Mr Hartnett said DNA was found around the button threads of Nash’s jacket but it was not possible to say whether it was a tiny piece of blood, hair or a skin cell. It was a tiny speck and on that basis, Mr Hartnett said, the DPP decided to prosecute.

Main planks

He said there were two main planks to the prosecution’s case, namely the admissions made by Nash and forensic evidence.

He said the trial was “blighted” by late disclosures and a lot of evidence only emerged from cross-examination.

It emerged during cross-examination that the victims’ bed clothing had been brushed down in the same room the jacket was forensically examined six weeks later.

Because of renewed sensitivities around their procedures, Mr Hartnett said precautions taken by the Forensic Science Laboratory were now acute, but that was not the case in 1997.

He said the State body agreed that there was a risk of contamination but that it was low. Their opinion that the risk was low was based on the absence of other profiles or mixed profiles on the jacket. “But we established that there were other profiles,” Mr Hartnett said.

He said the trial judge failed to deal with the complexities of the contamination issue without properly addressing the controversies.

He said the defence were particularly concerned about visits by defence experts to the Forensic Science Laboratory, which seemed to have been approached in a “catch me if you can” manner.

The experts who went to the lab were never told there had been a risk of contamination or that the bed clothing had been examined in the same room as the jacket.
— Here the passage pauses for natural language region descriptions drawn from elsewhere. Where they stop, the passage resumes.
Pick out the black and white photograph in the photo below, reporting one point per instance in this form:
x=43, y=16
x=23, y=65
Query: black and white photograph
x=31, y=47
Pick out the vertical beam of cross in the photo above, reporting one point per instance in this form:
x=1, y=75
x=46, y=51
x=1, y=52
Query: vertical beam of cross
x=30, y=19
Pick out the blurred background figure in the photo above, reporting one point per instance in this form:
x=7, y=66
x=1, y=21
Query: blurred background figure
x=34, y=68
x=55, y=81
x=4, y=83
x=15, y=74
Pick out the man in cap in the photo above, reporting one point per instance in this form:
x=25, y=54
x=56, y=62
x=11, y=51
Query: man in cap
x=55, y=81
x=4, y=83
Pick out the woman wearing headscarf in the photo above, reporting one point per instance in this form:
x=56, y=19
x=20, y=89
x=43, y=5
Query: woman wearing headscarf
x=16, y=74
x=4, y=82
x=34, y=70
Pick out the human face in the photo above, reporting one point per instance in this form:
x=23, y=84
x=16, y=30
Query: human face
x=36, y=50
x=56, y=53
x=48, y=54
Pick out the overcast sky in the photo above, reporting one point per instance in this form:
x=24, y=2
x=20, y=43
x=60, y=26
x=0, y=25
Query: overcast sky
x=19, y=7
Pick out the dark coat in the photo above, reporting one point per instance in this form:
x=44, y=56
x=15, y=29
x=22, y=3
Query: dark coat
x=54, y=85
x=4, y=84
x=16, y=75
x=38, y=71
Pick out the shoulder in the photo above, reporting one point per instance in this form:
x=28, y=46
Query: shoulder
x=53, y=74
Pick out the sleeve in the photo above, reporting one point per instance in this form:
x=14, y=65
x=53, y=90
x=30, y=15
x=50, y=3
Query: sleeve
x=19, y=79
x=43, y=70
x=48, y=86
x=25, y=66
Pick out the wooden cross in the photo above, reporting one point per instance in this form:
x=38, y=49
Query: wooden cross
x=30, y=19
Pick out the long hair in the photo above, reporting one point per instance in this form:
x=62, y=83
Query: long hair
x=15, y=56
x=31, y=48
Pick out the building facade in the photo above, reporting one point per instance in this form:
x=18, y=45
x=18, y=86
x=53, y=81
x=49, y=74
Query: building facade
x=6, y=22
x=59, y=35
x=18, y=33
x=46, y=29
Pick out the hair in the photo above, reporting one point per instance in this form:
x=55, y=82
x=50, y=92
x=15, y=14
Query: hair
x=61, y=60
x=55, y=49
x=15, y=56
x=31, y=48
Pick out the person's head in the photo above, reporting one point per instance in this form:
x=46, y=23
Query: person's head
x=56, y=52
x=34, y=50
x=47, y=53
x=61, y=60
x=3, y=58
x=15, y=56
He said the defence only learned of a review of procedures in the FSL during cross examination and “incredibly” not a screed of paper existed in relation to the review.


Mr Hartnett said there was an obligation on scientists to be up front and opaque with other scientists.
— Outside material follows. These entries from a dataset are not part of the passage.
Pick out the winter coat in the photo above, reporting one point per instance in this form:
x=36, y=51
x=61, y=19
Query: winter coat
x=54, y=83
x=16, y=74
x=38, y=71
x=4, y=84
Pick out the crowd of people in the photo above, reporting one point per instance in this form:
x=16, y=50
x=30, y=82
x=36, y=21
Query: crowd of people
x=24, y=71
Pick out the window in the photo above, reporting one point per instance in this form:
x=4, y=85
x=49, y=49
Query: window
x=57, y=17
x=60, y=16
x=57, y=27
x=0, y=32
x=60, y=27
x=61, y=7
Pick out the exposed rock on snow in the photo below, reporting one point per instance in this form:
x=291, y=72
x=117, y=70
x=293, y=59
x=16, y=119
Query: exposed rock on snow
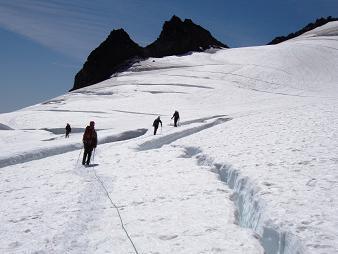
x=118, y=51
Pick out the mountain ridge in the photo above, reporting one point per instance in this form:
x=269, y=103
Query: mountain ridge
x=119, y=50
x=319, y=22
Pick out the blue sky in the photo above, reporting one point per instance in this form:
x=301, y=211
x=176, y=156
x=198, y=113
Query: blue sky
x=45, y=42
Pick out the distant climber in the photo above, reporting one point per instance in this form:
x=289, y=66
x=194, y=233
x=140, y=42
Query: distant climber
x=68, y=130
x=176, y=117
x=89, y=142
x=156, y=123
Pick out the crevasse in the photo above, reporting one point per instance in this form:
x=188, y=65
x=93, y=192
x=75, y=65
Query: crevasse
x=250, y=209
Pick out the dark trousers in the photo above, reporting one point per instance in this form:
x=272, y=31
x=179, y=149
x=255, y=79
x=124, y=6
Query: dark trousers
x=87, y=154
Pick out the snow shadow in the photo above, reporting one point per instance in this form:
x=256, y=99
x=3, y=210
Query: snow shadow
x=250, y=207
x=161, y=92
x=45, y=152
x=73, y=111
x=179, y=85
x=4, y=127
x=58, y=131
x=167, y=139
x=136, y=113
x=200, y=120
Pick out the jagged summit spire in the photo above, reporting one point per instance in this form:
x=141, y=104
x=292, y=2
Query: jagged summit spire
x=118, y=50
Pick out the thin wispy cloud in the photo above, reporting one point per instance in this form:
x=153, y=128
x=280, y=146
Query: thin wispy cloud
x=70, y=27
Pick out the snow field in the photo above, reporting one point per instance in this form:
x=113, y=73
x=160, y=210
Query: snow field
x=274, y=163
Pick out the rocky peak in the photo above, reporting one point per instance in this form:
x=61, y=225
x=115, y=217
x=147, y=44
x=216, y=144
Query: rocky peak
x=179, y=37
x=107, y=58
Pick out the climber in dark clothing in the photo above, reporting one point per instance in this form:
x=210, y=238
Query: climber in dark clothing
x=176, y=117
x=68, y=130
x=89, y=142
x=156, y=123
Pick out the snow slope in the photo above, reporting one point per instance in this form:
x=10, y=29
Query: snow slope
x=252, y=167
He said the defence were inhibited in the case they wished to make because material was only received two-thirds of the way through cross-examination.

Mr Hartnett further submitted that the trial judge erred in refusing to stay the prosecution and subsequently in refusing to grant a direction to acquit Nash.

He said it was unfair to allow the prosecution to proceed in view of the delay, the death and loss of various witnesses and in particular, the death of Dean Lyons, who had been interviewed by two senior gardaí before his death and was never asked about how he had significant knowledge of the crime such as details of the scene and how the deceased had been stabbed.

If the defence had applied for a direction to acquit Nash every time there had been late disclosure, there would have been some 22 applications, Mr Hartnett said.

Also representing Nash, Patrick McGrath SC, submitted that his client’s detention in respect of the Grangegorman murders was unlawful, that he did not have proper access to his solicitor at the time and that no warrant was obtained to permit the search of Nash’s premise where the jacket was recovered.

The prosecution contended that that Nash had given oral consent for the search, the court heard.

Mr McGrath said Nash was already in detention in respect of the Roscommon murders and there was no evidence that a second custody record was opened, as was required, or that the garda member in charge had formed the opinion that detention was necessary for the proper investigation of the Grangegorman murders.

He said Nash had not had an opportunity to speak to his solicitor about the Grangegorman murders before he was questioned about them. He had only spoken to his solicitor about the Roscommon murders.

The appeal hearing continues in the three-judge Court of Appeal before Mr Justice Alan Mahon, Mr Justice John Edwards and Mr Justice Michael White. It is expected to last three days.